The US Environmental Protection Agency (EPA) recently signaled that it intends to pursue more enforcement cases against aftermarket parts manufacturers for the diesel trucking industry. In recent public comments, EPA's Director for Air Enforcement, Phil Brooks, highlighted the agency's interest in such cases. The agency has focused historically on the aftermarket parts industry for other motor vehicle sectors, including passenger cars, motorcycles and diesel pickup trucks. In those sectors, EPA has brought enforcement actions against manufacturers and installers of aftermarket adjustments to emissions components, including electronic performance tuners. EPA's recent public comments suggest that the agency might be shifting its attention to the heavy-duty trucking sector, and we would expect a similar focus there. Recent developments in Department of Justice (DOJ) policies restricting payments to third parties for mitigation projects may complicate enforcement efforts in this sector, and regulated parties should keep close watch on how DOJ applies that policy. DOJ's Environment and Natural Resources Division has also signaled that one of the Agency's enforcement priorities is to defeat device cases in the mobile source area.1
Since 2006, EPA has settled several enforcement matters against aftermarket parts manufacturers, most of which arose in the context of aftermarket parts designed for use in non-road or racing vehicles:
- Casper's Electronics Inc. (2007) involved an "oxygen sensor simulator," which overrides the check engine light related to catalytic converter malfunctions on automobiles.2 EPA alleged that the sensor simulator caused excess emissions of nitrogen oxides (NOx), hydrocarbons, and carbon monoxide. The company agreed to recall the product, destroy all inventory, and pay an $80,000 fine.

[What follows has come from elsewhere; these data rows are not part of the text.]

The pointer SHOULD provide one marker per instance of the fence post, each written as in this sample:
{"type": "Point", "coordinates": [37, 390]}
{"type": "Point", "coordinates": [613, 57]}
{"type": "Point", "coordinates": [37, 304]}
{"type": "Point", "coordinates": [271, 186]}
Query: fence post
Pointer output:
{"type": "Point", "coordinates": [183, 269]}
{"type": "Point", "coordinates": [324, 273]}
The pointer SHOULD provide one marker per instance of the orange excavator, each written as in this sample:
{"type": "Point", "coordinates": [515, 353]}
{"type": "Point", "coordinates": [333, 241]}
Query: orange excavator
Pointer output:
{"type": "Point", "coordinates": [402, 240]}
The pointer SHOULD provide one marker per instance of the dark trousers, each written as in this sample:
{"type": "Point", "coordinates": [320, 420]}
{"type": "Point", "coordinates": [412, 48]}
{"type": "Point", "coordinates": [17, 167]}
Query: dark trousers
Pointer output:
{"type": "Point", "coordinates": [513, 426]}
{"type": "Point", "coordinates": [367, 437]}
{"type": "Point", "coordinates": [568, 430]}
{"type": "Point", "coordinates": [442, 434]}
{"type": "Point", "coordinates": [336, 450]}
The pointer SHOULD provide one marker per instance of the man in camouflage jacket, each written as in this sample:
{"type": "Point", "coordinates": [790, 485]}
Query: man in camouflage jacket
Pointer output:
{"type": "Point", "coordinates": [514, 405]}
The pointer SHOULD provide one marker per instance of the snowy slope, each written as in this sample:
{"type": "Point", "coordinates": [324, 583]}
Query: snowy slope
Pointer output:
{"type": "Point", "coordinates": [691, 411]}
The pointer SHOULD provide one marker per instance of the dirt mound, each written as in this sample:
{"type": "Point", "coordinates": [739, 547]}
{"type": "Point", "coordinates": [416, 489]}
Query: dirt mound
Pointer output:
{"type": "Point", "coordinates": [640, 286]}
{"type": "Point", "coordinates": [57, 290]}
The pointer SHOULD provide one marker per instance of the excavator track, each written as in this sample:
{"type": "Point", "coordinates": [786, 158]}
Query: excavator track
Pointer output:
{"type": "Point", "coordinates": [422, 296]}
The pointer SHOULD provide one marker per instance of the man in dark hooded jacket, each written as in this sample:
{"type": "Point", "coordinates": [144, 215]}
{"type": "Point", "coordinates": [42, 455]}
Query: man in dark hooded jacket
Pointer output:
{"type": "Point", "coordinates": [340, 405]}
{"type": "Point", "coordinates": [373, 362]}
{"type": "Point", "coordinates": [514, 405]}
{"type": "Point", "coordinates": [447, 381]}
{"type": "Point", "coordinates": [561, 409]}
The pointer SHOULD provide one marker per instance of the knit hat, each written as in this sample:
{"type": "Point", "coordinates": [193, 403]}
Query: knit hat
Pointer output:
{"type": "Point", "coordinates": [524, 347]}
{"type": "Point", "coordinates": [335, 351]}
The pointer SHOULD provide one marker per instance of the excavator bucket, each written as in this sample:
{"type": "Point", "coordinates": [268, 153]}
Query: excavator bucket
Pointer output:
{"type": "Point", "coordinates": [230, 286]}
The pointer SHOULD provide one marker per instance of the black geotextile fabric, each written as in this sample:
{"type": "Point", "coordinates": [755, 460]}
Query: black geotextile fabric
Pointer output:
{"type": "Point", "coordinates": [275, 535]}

- Edge Products LLC (2012) involved electronic "tuning devices" for diesel pickup trucks that override the check engine light related to the diesel particulate filter.3 The company argued that these devices were only intended for off-road or non-road use, in particular racing. EPA alleged the devices caused excess particulate emissions. The company agreed to offer to buy back the devices, pay a $500,000 fine, and fund a mitigation project for at least $157,000 to replace old wood-burning stoves in areas with identified issues with particulate emissions pollution.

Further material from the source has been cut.